A few winters back I was out on snowmobile patrol in Pillsbury State Park in Washington. It was a busy holiday weekend with plenty of sled traffic. As I rounded a bend on the Mad Road (Trail 391), I watched as the third machine in a long series of machines, riding in the opposite direction, failed to negotiate the bend and came right at me. Their left hand was in the air holding up four fingers. With little time to react, I stood up and lifted my left leg over to the right side of my sled bracing for the impact. Sure enough, the snowmobile slammed into my machine with its left ski impacting my left running board.
Snowmobile Hand Signal Law?
Miraculously I had lifted my left leg in time and did not suffer any injury. The operator of the other snowmobile also did not suffer any physical injury. They did, however, suffer a bruised ego, as well as possible hearing loss after I finished expressing my displeasure with their reckless riding style. After I composed myself, I commenced to writing that operator a ticket for Operating to Endanger. Once I issued the ticket, the rider informed me that he thought it was a law in New Hampshire to use hand signals while riding! After several deep breaths, I educated that operator that he was incorrect.
How did this accident happen? That other rider thought he needed to use hand signals. He took one hand off the handlebars in an attempt to tell other riders how many snowmobiles were behind him in his group. In doing so, he could not turn his machine into the bend in the trail with one hand and lost control of the machine. As I type this and recall that day I can feel my blood pressure rising. Where do I begin in detailing how dangerous using hand signals while snowmobiling is? How can anyone think it is a good idea to take a hand off of your handlebars, while operating, in order to tell oncoming riders how many people are behind you?! You do not know how many actual machines are behind you! More importantly, the oncoming riders do not care!!
Always Anticipate Riders on Trail
If you have snowmobiled for more than a day you have seen riders give you hand signals. You have also seen riders give you a hand signal, “two fingers” for example, only to watch as seven, eight, or nine snowmobiles come riding up behind them. What good did it do anyone to know that two of them were with that rider who gave the “two fingers”? They are obviously trying to tell you that there are two more riders in their group. But how or why does that matter? Nobody knows how many snowmobiles are behind the riders in their group.
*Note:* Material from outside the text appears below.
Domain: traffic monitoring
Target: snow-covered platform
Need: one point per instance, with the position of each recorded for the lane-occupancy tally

Anyone who rides snowmobiles should always anticipate other riders on the trail and around every bend because inevitably there will be. What I find even more ridiculous is the rider operating a machine, usually with mirrors, who holds up a fist to signal that he/she is the last one in their group while several snowmobiles are riding behind them.
Snowmobile Hand Signal Debate
No doubt some of you reading this will disagree. It was the way you were taught. True but the sport has changed dramatically since those days. The origins of these hand signals are rooted in the early days (1960s – 1970s) of snowmobiling when trails were just being created and snowmobiles were much slower and smaller. The riding style of those days is often referred to as the “feet forward, butts back” style of riding. Those days are long gone. Today’s snowmobiles are much bigger, heavier, quicker, and much more responsive. They require an active riding style or “ride forward” style. More importantly, they require both hands on the handlebar grips.
Now I know many folks use directional hand signals (right turn, left turn, etc.) while riding. Those are different than the more commonly used hand signals I am describing. Although for safety reasons, I would much rather all riders keep both hands on their handlebars, keep proper spacing, and ride defensively.
What about signal lights? Those are the yellow and green lights that can be put on the left handlebar grip to use in place of hand signals. Yes these lights are designed so the rider keeps both hands on the handlebars but they are still “telling” riders that there is or is not another machine behind them.
Just imagine that you are the last rider in a group of three. You put your signal light on green because you are the last one in your group. Now another group of sleds comes along behind you….what good does that green light do for oncoming riders? That simply gives oncoming riders a false sense of what is coming. The truth is nobody really knows what is coming. Always anticipate other snowmobiles on the trail!
Please Keep Your Hands On for Safety!
In a way this is similar to the issue of texting while driving and the solution is also the same; stop communicating, ride defensively, pay attention, and enjoy your ride!